Am späten Nachmittag ging ich mal wieder an Deck und mein Container war weg.
Ich in die Kabine gestürmt, den Helm auf - war Vorschrift - und wieder an Deck.
Da rief mir schon einer zu, daß mein Container gerade verladen werde. Ich bat
um die Erlaubnis, zuschauen zu dürfen. Kein Problem, ich solle auf die Steuerbordseite
gehen. Ich hin. Die Ladeluke war offen und leer, ein blauer Clipper-Container
wurde gerade hinuntergelassen. Schnell nach der Nummer geschaut, Endung 1937
- stimmte, war meiner. Es ging ganz schön weit runter. Links neben mir ein fluchender
und fuchtelnder Neger, rechts von mir der Chief Officer im Drillichzeug, das
war ein Blaumann mit der Aufschrift "Dockship". Im Kran saß ein Neger, einer
hing daneben. Dieser und der eine neben mir brüllten sich irgendwas unverständliches
zu, natürlich nicht abwechselnd. Im Laderaum stand nur mein Container - um den
ging es gerade - ganz alleine und wurde hin- und hergeräumt.
Der Daimler im Container im Laderaum. |
Beide brüllten, dann wurde der Container vorne abgesetzt, dann brüllten sie
wieder und der Container kommt wieder hinter und jedes mal schlug die Kiste
irgendwo an.
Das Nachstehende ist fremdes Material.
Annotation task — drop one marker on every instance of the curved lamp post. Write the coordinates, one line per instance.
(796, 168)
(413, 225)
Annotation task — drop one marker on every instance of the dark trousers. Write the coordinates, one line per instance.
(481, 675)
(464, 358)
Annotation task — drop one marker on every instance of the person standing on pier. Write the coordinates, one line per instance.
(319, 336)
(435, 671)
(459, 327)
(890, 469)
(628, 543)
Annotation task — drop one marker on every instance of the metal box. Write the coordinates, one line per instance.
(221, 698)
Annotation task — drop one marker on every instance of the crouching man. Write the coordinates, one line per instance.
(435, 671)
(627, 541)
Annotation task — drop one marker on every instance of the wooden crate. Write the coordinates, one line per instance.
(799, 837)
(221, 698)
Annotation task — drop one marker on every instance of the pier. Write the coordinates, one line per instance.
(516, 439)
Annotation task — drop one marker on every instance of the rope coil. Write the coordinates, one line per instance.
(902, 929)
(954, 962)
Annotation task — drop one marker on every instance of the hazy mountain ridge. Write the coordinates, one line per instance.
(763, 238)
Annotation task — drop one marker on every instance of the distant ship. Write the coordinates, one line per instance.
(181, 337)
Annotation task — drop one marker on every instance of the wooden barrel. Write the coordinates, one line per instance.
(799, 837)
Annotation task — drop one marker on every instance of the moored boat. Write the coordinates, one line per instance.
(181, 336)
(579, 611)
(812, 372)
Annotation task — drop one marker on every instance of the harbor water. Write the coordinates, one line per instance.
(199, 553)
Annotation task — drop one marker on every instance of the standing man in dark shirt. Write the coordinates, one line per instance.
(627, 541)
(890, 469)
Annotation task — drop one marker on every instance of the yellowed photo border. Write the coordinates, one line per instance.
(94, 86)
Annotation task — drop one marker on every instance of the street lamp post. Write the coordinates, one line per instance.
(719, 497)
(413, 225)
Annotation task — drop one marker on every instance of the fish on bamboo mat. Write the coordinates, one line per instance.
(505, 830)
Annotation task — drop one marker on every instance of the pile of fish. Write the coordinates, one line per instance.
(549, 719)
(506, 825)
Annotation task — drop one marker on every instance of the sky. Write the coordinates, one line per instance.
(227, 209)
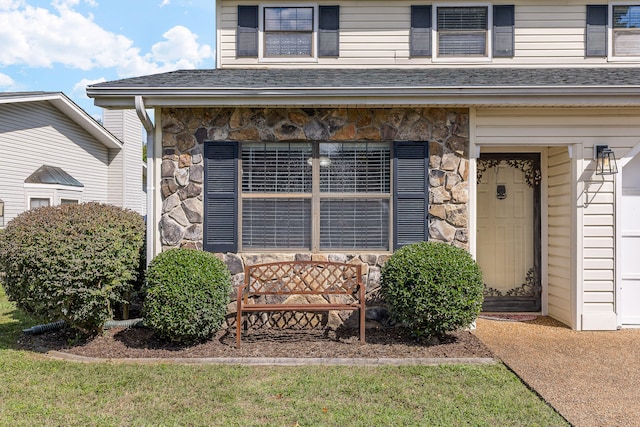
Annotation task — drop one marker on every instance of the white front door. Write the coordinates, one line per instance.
(508, 231)
(629, 298)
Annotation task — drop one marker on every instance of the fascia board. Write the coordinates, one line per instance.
(612, 96)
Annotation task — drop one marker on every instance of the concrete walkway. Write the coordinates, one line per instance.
(591, 378)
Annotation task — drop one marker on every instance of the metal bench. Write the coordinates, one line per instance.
(327, 279)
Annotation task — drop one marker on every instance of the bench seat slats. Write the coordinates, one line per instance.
(299, 307)
(290, 278)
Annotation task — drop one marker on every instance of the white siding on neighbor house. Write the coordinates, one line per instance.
(618, 128)
(559, 270)
(36, 133)
(375, 33)
(125, 125)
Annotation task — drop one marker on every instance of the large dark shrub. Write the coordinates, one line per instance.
(72, 262)
(187, 295)
(432, 288)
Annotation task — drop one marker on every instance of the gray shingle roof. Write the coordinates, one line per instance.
(381, 78)
(46, 174)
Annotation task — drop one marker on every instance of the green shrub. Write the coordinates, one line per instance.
(72, 262)
(187, 295)
(432, 288)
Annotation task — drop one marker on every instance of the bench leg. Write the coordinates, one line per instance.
(238, 328)
(362, 324)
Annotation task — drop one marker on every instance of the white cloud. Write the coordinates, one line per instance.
(37, 37)
(80, 88)
(180, 45)
(10, 4)
(6, 81)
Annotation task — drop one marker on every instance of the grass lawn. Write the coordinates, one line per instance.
(37, 391)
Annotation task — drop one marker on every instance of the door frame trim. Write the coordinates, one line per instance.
(537, 158)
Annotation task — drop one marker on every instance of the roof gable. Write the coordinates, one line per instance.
(70, 109)
(46, 174)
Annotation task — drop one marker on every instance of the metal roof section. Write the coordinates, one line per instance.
(60, 101)
(415, 86)
(46, 174)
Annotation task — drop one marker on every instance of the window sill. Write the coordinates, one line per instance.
(288, 60)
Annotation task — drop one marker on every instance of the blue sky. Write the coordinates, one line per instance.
(63, 45)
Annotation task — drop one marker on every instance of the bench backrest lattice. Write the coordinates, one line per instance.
(302, 277)
(289, 278)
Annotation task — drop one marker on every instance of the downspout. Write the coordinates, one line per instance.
(150, 129)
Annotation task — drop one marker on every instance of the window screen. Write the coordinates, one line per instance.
(462, 31)
(35, 202)
(288, 31)
(626, 30)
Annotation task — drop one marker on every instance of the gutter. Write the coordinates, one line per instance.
(494, 96)
(150, 129)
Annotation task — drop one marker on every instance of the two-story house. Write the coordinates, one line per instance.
(346, 129)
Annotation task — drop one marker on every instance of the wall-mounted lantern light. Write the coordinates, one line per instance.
(605, 160)
(501, 191)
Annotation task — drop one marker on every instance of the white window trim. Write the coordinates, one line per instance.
(316, 196)
(55, 193)
(461, 59)
(610, 56)
(288, 59)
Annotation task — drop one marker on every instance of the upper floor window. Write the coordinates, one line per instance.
(303, 32)
(625, 30)
(462, 31)
(455, 32)
(288, 31)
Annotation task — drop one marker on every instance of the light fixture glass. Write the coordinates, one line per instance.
(605, 160)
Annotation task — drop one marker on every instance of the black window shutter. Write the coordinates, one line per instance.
(221, 197)
(503, 34)
(247, 35)
(411, 196)
(420, 39)
(329, 31)
(596, 31)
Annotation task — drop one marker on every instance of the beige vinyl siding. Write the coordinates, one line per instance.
(375, 33)
(559, 234)
(618, 128)
(126, 174)
(36, 133)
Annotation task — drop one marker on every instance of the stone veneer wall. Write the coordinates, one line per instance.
(184, 132)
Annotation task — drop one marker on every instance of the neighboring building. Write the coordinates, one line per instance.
(55, 153)
(348, 129)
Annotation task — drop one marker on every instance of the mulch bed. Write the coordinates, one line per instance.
(382, 342)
Der Chief Officer regte sich über den idiotischen "Operator" auf
- und ich auch, weil der es auf keinem Auge blickt und nahm die Sache selbst
in die Hand indem er den Igenieur in den anderen Kran beorderte und selbst die
Anweisungen gab. Plötzlich stand der Container da, wo er laut Plan hingehörte.
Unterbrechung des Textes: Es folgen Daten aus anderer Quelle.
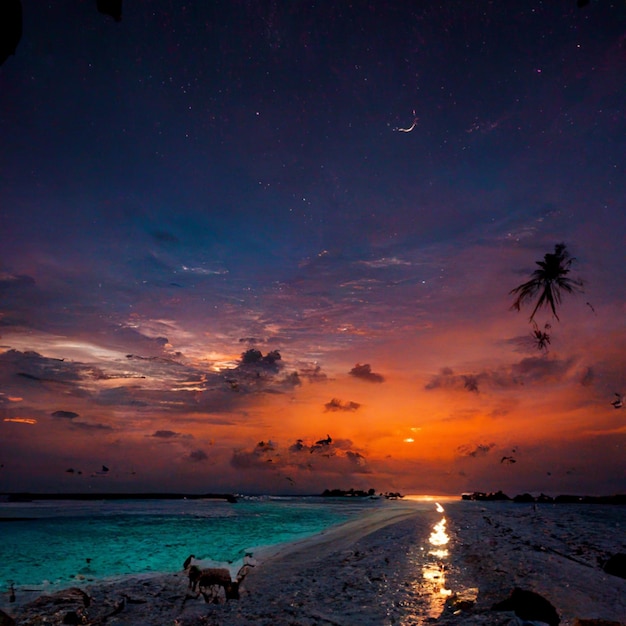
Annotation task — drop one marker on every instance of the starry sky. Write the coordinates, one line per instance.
(268, 246)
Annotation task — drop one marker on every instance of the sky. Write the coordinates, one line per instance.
(268, 247)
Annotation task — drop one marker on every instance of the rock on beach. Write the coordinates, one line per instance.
(383, 569)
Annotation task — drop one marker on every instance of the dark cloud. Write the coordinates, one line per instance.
(541, 368)
(473, 450)
(65, 414)
(588, 377)
(15, 281)
(198, 456)
(165, 434)
(447, 379)
(364, 372)
(529, 370)
(88, 426)
(313, 374)
(337, 405)
(263, 456)
(165, 237)
(33, 366)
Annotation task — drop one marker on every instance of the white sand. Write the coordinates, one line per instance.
(380, 570)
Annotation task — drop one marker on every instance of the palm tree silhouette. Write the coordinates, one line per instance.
(549, 281)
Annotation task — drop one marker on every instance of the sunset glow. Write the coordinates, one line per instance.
(224, 268)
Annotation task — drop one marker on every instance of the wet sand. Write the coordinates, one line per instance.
(386, 568)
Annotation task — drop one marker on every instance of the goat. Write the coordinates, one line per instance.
(211, 577)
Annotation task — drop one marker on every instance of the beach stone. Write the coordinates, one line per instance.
(616, 565)
(463, 600)
(529, 606)
(6, 620)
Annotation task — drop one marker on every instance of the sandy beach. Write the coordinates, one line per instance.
(393, 565)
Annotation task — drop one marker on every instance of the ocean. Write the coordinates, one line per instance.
(46, 545)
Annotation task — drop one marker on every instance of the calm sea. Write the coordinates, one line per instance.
(51, 544)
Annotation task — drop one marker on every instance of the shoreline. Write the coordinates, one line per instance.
(381, 568)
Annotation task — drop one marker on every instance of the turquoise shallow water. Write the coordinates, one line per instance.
(66, 543)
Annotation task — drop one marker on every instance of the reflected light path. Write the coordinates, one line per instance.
(434, 569)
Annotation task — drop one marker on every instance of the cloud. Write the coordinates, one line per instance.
(12, 281)
(337, 405)
(263, 456)
(473, 451)
(313, 374)
(65, 414)
(447, 379)
(364, 372)
(198, 456)
(529, 370)
(165, 434)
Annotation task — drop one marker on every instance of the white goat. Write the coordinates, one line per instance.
(211, 577)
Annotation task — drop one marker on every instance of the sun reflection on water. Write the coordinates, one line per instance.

Sah nicht sehr schwierig aus. Als dieser eine Container endlich stand, gingen
die Neger, die an Deck standen. Sie wollten Feierabend machen. Der Chief Officer
sah ihn äußerst verständnislos an: "Und der Rest?" -"Demmand, tomorro!" -"Was?
Tomorrow I'll kick your asses! An die Arbeit!" Es ging also weiter. Ich blieb
noch eine Weile und sah zu, wie Container auf Container an Bord gehievt wurde
und sich der Laderaum langsam füllte.
Als es dunkel war und mein Container unter einer Menge
anderer begraben war, ging ich zurück. Um 18:00 Uhr war Abendessen. Der Koch,
"J.B." (Tschäi-Bih), wie ihn alle nannten, hatte herausgefunden, daß Almut Pflanzenfresserin
ist und fortan bekam sie immer einen vegetarischen Extrateller. Kann es einen
besseren Service geben? Was noch ein Vorteil war: Wir durfte auf dem Schiff
alles machen, alles anschauen, es hätte bestimmt auch niemand etwas gesagt,
wenn jemand von uns angefangen hätte, auf der Reling Balance-Übungen abzuhalten.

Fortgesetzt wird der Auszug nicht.